Natalie S. Glance, Tad Hogg and Bernardo A. Huberman
Dynamics of Computation Group
Xerox Palo Alto Research Center
Palo Alto, CA 94304
hogg@parc.xerox.com
a preliminary version appeared at AAAI Spring Symposium, 1994 a revised version to appear in Organization Science
We present a two-level model of organizational training and agent
production. Managers decide whether or not to train based on both the
costs of training compared to the benefits and on their expectations and
observations of the number of other firms that also train. Managers also
take into account the sum of their employees' contributions and the
average tenure length within their organization. Employees decide
whether or not to contribute to production based on their expectations
as to how other employees will act. Trained workers learn over time and
fold their increased productivity into their decision whether or not to
contribute.

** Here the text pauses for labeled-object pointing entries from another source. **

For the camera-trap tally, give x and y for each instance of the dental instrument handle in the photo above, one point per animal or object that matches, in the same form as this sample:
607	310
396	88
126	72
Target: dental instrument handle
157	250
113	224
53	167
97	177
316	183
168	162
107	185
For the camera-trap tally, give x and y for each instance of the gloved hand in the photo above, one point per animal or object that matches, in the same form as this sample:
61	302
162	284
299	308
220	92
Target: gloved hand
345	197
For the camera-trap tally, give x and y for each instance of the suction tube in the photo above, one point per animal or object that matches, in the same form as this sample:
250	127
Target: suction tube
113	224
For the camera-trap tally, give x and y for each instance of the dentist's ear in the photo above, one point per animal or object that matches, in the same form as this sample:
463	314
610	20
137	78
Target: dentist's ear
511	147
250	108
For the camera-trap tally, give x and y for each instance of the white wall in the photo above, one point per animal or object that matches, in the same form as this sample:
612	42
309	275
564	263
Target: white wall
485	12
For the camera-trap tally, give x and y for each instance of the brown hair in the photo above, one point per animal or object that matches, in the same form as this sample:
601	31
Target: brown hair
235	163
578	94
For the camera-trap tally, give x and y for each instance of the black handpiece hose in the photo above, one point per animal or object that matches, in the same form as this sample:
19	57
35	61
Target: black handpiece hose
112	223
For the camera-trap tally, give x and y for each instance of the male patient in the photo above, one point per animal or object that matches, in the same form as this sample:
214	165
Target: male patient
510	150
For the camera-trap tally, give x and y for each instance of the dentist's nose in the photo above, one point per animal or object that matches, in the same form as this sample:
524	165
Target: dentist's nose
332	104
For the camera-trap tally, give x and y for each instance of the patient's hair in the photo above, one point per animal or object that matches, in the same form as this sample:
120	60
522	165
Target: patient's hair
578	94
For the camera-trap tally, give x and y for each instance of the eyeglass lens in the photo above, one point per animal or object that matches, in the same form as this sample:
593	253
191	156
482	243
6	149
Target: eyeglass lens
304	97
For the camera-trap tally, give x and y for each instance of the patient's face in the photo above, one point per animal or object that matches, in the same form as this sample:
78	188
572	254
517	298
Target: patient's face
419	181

We find that the dynamical behavior at the two levels is
closely coupled: the evolution of the industry over time depends not
only on the characteristics of training programs, learning curves, and
cost-benefit analyses, but on the vagaries of chance as well. For
example, in one case, the double dilemma can be resolved for the
industry as a whole and productivity then increases steadily over time.
In another, the organizational level dilemma may remain unresolved and
workers may contribute at fluctuating levels. In this case the overall
productivity stays low. We also find a correlation between high
productivity and low turnover and show that a small increase in training
rates can lead to explosive growth in productivity.